His health failed gradually, and the end came in peace. He had dealt very generously by me. I found it would take a long time to settle the estate, and resolved to return home for part of a year at least.
How everything had changed! Chicago had made great strides, increased her business, widened her borders. Fresh from beautiful cities that had taken hundreds of years in their growth, this had hardly begun. What was a place thirty or so years old compared to their centuries of advancement!
Dickens had been over and touched up the West with his caustic pen. Many people in Europe seemed to think we as a nation were reverting to the Indian type and lived in wigwams. I was astonished at times at the little our neighbors really knew about us, compared with our knowledge of the different European countries.

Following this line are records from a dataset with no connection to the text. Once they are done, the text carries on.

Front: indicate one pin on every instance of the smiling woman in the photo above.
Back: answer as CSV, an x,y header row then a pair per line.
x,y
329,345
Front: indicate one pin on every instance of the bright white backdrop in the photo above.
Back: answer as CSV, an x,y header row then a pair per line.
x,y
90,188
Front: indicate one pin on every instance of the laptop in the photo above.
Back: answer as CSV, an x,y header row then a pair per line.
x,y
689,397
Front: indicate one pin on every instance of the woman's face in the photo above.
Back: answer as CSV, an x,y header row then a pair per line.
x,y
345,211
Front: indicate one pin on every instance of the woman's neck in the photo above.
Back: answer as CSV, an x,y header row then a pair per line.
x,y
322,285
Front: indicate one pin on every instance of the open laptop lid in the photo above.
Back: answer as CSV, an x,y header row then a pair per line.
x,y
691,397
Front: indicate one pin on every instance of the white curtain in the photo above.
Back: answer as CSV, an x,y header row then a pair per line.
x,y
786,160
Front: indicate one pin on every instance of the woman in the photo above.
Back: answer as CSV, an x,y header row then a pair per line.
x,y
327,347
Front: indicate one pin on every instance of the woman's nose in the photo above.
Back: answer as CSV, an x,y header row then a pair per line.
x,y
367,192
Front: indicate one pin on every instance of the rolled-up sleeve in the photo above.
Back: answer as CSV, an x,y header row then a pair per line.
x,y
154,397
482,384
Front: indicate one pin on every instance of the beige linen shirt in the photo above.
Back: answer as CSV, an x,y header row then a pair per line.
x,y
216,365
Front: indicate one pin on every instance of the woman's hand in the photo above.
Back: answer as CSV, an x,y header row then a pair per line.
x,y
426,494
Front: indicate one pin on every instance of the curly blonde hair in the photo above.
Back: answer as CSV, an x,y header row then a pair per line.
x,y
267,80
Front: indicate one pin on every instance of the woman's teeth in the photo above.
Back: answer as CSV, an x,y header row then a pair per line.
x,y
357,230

After all my fascinating rambling about, and my different attainments, this was home, and a man's birthplace and his boyhood remembrances are always dear to him. Two lines of a poem credited to Stoddard always suggest this meeting to me:
"My mother fell on my neck and wept,
She kissed me and then she sighed,
And our hearts were filled with a silent grief
For * * * * the one who had died,"
and that was father.
Chris was home to supper. Homer and his wife came in. Sophie had been a great friend of the Little Girl's I remembered. Oh, how dear and sweet it was. Mother kept studying me—she had in her mind the boy who went away.